Your tears or episiotomy might feel sore, raw and swollen and this might cause you some discomfort during normal activities like sitting or walking in the first few weeks. That is nothing compared to what happens when you urinate though. The burning pain you might feel could well be worse than labor contractions! 

Fortunately, there are some steps you can take to feel a lot better. You can use a peri bottle to squirt water onto the area when you use the toilet to dilute your urine and take the sting out of the experience. Cold packs can bring down swelling, and over-the-counter painkillers can help if your pain is disrupting every-day activities. 

It is normal for vaginal wounds to take a few weeks to heal, but do watch out for signs of infection. If your wound becomes red, hot, or starts oozing pus see your OBGYN right away. 

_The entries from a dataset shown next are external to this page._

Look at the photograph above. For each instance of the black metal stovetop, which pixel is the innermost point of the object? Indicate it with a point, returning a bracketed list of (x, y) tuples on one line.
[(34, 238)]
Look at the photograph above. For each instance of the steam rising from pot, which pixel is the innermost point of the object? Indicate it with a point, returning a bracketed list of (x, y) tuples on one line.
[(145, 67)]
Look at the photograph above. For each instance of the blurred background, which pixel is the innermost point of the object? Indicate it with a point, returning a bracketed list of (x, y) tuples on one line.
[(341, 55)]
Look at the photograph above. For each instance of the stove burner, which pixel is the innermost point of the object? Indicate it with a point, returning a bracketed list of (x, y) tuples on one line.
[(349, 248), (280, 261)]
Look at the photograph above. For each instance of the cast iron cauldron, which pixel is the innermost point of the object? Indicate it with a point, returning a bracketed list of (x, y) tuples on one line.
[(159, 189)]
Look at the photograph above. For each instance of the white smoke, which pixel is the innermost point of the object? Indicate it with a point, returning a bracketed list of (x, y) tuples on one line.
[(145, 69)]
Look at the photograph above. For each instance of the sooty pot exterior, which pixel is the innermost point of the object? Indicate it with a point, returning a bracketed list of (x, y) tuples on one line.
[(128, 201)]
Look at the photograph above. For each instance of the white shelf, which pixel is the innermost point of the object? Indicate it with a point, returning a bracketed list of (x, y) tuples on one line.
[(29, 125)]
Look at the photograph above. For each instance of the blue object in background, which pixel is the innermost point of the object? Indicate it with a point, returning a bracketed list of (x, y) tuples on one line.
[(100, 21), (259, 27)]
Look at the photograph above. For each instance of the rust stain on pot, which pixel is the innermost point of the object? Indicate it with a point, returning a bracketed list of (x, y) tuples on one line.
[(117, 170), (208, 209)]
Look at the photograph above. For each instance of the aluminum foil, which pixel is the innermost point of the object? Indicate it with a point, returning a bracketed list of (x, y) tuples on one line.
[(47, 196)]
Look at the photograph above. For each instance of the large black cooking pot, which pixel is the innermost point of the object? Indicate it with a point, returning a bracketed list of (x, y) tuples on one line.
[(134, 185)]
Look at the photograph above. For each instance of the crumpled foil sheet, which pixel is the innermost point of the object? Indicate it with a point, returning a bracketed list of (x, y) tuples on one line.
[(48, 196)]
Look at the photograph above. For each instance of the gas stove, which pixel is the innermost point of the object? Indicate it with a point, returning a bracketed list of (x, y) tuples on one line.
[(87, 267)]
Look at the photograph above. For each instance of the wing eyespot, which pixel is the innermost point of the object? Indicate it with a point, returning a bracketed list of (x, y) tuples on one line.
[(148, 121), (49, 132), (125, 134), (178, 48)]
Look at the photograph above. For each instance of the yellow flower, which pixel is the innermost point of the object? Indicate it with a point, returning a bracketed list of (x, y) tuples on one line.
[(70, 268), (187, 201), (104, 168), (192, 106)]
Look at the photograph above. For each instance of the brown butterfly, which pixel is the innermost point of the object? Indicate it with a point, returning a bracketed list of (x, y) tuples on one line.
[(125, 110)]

Lochia — The 'Mother Of All Periods'

Not getting menstrual periods was one of the joys of pregnancy, but your body will make up for what you "missed" after you give birth to your baby. Lochia, the postpartum bleeding that cleans your uterus of remaining tissues, mucus and blood, lasts between four and six weeks. It will be at its heaviest during the first few days of your baby's life and gradually tapers off as the weeks go by. 

Use postpartum pads or extra-absorbent menstrual pads to catch lochia. Since inserting things in the vagina during the postpartum period can lead to infections, tampons should be avoided.

You should seek medical help if you pass extremely large clots (save them for your OBGYN!), bleed so heavily that you saturate a pad or more an hour, or your lochia smells foul. If your lochia has not stopped yet when you go in for your six-week postpartum checkup, be sure to tell your healthcare provider about it. 

Baby Blues Vs Postpartum Depression

New mothers are expected to feel joyous after the birth of a new baby, but this doesn't always happen. Did you know that between 70 and 80 percent of postpartum moms experience some mood swings or negative feelings after their baby's birth? 

If you have the "baby blues", you may have unexplained sadness or feel irritated and impatient. The baby blues is thought to be caused by the hormonal fluctuations postpartum women are subject to, along with the sheer exhaustion that results from labor and birth and caring for a baby that wakes up every few hours.

The baby blues is a short-term phenomenon that passes within a few weeks, however, and moms who suffer from it will experience joy and happiness as well as struggling with more negative feelings. 

Women who have postpartum depression will find that their emotional state will not lift by itself. Signs of postpartum depression are feelings of hopelessness, constant sadness, emotional numbness, and negative emotions towards themselves and their baby. If you have postpartum depression, you'll lose interest in activities you previously enjoyed, struggle to care for your newborn, and you might withdraw from your loved ones.

Read More: The Best Way To A Speedy Postpartum Recovery

Postpartum depression does not mean you are a bad mother or a horrible person; it is a medical condition that you did not choose. It does not usually go away by itself, so don't be ashamed to seek help if you recognize yourself in the symptoms — especially if you feel you can't take care of your baby or have thoughts of harming yourself or your newborn.

Thankfully, help is available in the form of counseling, hormone treatment or antidepressants.